I was recently told that I can be intimidating because I am, as they so nicely put it, “little miss perfect”. Apparently, I seem so well-organised and neat that people feel as if they have to make an effort in order to be accepted by me, being the “perfect” person that I appear to be.
First of all, I’d like to explain that I actually am a perfectionist and have been since I was a little child. It has driven my parents (especially my mom) mad at times because I wouldn’t stop certain activities unless I considered the outcome close enough to being perfect. In first grade when I was practicing writing the number “1”, my mom told me I did a good job and I just wouldn’t have any of that. I kept ripping the pages out of my notebook and rewriting everything because I didn’t think it was good enough. She grew really frustrated with me and didn’t know what to do to make me see that I did a fine enough job for a first grader. This need for perfection has stayed with me over the years and it has been a blessing as well as a curse. It’s a blessing mostly for others because I always deliver the best possible work but for me it can be rather exhausting. I tear myself apart on a regular basis because I believe I’m not good enough at too many things, even at being myself. This is particularly problematic because no one could even evaluate whether I’m good enough at being me − nobody else is like me after all. I’m the me-est me there is on the entire planet, right?
The comment about me being little miss perfect obviously bothered me a little because it hit home. I’m aware that I’m always trying to be the best possible version of myself and to create the best possible situations for those I care about. I also know that my apartment is amazingly clean and organised most of the time because I put a great deal of effort into keeping it that way.
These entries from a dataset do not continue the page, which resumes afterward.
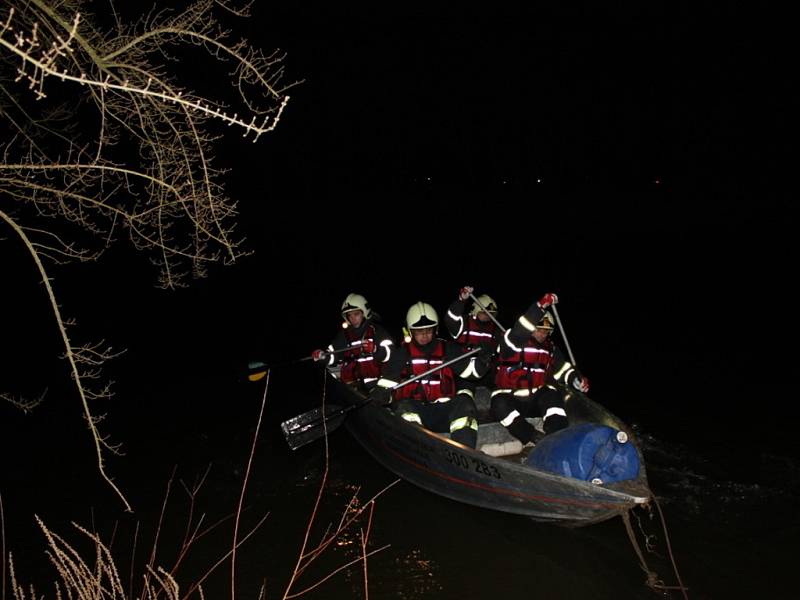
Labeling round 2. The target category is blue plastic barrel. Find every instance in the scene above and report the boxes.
[527,423,639,483]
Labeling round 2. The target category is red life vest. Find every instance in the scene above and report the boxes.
[456,316,497,350]
[494,337,553,390]
[395,340,456,402]
[339,325,381,383]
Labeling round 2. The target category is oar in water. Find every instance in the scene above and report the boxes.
[247,346,359,381]
[281,348,481,450]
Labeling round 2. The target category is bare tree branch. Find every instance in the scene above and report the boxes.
[0,0,298,508]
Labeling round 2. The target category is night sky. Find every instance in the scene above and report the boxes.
[7,3,796,458]
[0,8,800,596]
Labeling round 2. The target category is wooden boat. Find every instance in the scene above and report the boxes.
[283,366,651,526]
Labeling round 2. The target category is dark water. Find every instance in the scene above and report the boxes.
[1,344,800,599]
[0,210,800,599]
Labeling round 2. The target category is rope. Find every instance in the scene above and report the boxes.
[622,496,689,600]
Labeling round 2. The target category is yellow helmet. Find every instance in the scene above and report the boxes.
[536,310,556,331]
[469,294,497,317]
[406,302,439,329]
[342,294,372,321]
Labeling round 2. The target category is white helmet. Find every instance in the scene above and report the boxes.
[536,310,556,331]
[406,302,439,329]
[469,294,497,317]
[342,294,372,321]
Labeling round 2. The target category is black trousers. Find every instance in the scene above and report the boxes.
[492,386,569,444]
[393,394,478,448]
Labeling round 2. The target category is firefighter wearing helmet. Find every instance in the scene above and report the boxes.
[311,294,394,390]
[375,302,488,448]
[492,293,589,445]
[445,286,502,398]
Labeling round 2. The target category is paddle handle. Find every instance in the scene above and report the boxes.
[389,348,483,390]
[469,292,506,333]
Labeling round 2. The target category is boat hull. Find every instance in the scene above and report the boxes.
[340,384,650,526]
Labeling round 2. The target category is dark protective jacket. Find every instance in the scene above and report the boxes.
[495,303,581,392]
[445,299,500,352]
[328,321,394,383]
[378,338,488,402]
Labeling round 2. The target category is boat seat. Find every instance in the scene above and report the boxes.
[477,417,544,457]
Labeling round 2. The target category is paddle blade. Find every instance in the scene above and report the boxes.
[247,371,267,381]
[281,404,353,450]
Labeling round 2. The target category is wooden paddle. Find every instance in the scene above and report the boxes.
[247,346,359,381]
[281,348,481,450]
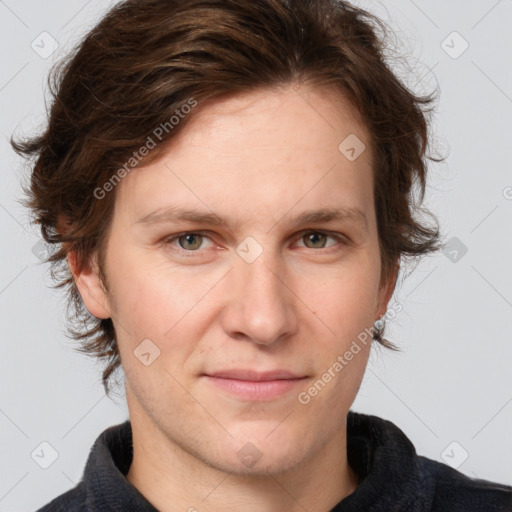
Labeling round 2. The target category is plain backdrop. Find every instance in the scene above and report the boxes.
[0,0,512,512]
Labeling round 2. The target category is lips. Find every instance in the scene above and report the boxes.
[206,369,305,382]
[204,369,307,402]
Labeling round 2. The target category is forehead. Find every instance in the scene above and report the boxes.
[114,87,372,229]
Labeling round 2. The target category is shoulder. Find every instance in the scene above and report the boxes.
[418,456,512,512]
[36,484,88,512]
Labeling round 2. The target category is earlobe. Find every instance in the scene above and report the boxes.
[67,251,111,318]
[375,265,400,321]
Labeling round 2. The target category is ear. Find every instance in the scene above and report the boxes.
[67,251,111,318]
[375,264,400,320]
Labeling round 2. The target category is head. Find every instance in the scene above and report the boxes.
[13,0,439,476]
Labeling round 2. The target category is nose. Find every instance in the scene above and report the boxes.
[221,251,297,345]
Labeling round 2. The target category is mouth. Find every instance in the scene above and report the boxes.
[203,370,308,402]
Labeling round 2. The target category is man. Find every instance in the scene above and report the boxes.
[15,0,512,512]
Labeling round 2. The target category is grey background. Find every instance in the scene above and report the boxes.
[0,0,512,511]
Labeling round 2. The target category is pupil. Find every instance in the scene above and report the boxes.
[308,233,324,248]
[183,235,198,249]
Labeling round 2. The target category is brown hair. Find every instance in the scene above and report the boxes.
[11,0,441,394]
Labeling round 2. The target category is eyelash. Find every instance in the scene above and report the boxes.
[162,229,348,258]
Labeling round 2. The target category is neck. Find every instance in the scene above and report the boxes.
[126,417,359,512]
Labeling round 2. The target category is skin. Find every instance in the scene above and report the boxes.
[70,86,396,512]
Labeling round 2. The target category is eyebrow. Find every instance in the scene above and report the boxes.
[135,207,368,231]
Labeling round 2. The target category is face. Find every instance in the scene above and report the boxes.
[76,83,392,474]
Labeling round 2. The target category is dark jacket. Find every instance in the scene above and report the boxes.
[34,411,512,512]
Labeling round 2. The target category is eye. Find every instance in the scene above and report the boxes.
[163,231,214,253]
[294,230,344,252]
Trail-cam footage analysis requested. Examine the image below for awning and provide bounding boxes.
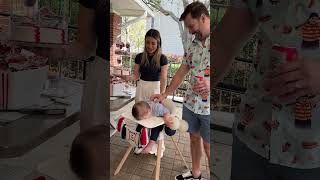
[111,0,156,17]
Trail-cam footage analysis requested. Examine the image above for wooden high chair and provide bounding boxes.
[114,100,189,180]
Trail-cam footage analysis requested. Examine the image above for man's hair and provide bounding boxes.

Keeping things organised and planned out keeps me calm and grounded, it’s a way of coping rather than wanting to make people think I’m a perfect human being, even though I’m aware it might be perceived this way. I also believe that I have a great amount of tolerance and understanding for everyone who isn’t wired the way I am. And why wouldn’t I?! It has been proven that the differences in how we function as humans can be explained by how our brains are wired. In fact, most people use some parts of their brain more intensely than other parts – apparently, the well-organised people predominantly use the left side of their brain. Without being able to go into details on the underlying scientific cause of that, I believe it is important to try to be understanding of how others function without judging them from the start only because they are different than we are. Rather than making the decision to avoid the ones who are different, we should be curious about how their brains work. If in the end we decide that we don’t get along with those who are different, at least it has the potential to teach us something.
I think we should always try to give people a chance. You’d probably be surprised by how much there is to discover underneath a seemingly perfect surface.